Katatonia has release "Dethroned and Uncrowned," a radical reinterpretation of their 2012 release, "Dead End Kings." Fans have been mixed over the album which finds Katatonia exploring the more ambient and Progressive elements of Dead End Kings, while remaining truthful to the core of the album's songs. Katatonia says, "The album is foremost stripped down rather than 'pimped', it's also semi-acoustic and most things have been turned around, completely! The album title doesn't lie, the drums have been dethroned and distorted rhythm guitars have been uncrowned! We've placed the emphasis on the many layers of ambience, with the melodies staying central and the vocal harmonies representing the heart of the album."
Yet this isn't the first time the band has toned down, their 2010 EP "The Longest Year" has many similarities to their latest release "Dethroned and Uncrowned." Over the years many artists have reinterpreted their own works, but more commonly select songs from their career rather than creating a second version of an album in its entirety. The stripped down versions while bearing many similarities are truly a unique version expanding the sound of Katatonia. Listeners who enjoy Anathema, No sound, and acoustic music in general will find this release to be compelling. The drums and electric guitars have been replaced with acoustic guitar and piano with additional vocals and orchestral embellishments pushed to the foreground.
The sound is smooth and relaxing throughout the album with parts punching through to carry the listener from start to finish. With an identical running order to their original album the Dead End Kings, the release opens with "The Parting." Vocals echo from the front dissipating in the rear channels with a very psychedelic effect. Listeners will immediately notice that mixing engineer David Costillo has dropped the center channel, opting for a 4.1 surround mix, rather than the more common 5.1 found on most music mixes. Instrumentation falls around the four channels with an extremely lumpy bass rounding out the low end. There is no brittle sizzle, rather a sultry crisp presentation of the guitars and keyboards, and an ethereal ambience that spreads across all four corners of the sound stage. While some conformity is apparent in the surround mix, there is also a wonderful amount of creativity in the placement of instruments and voices from track to track.

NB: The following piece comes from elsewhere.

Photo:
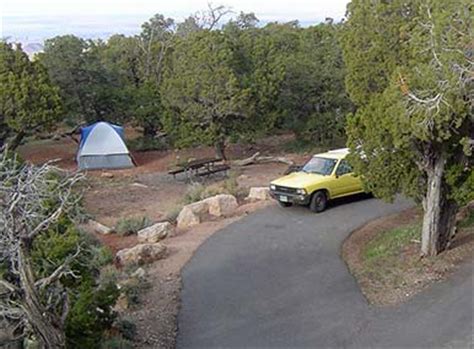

Each song stands on its own within the surround soundscape. "Building" is a great example of the artistic use of the 4.1 channels with keyboard runs trickling down a scale from the rear right channel, and orchestral swells falling slightly forward of the back channels. Unlike other mixes "Ambitions" starts with the orchestration at the rear before the vocals arrive in between the front channels. However, the bulk of the aural energy of the song still remains at the rear and only leans forward with the introduction of keyboards and during the guitar solo. Nothing against Steven Wilson, but it is fantastic to hear surround sound mixes from other engineers, lest we get stuck in a rut with a well treaded formula that Wilson commonly falls into.
While a clear departure from the norm for Katatonia, separating ones self completely from their preceding album is the best way to listen to "Dethroned and Uncrowned." This is a very good release and an extremely pleasurable surround sound mix. Both MLP Lossless 4.1 surround and stereo mixes along with DTS 96/24 4.1 surround and LPCM stereo are contained on the DVD disc. Recommended for progressive music fans, those who seek energetic acoustic pieces, and fans fascinated by the evolution and reinterpretation of material by this formidable band.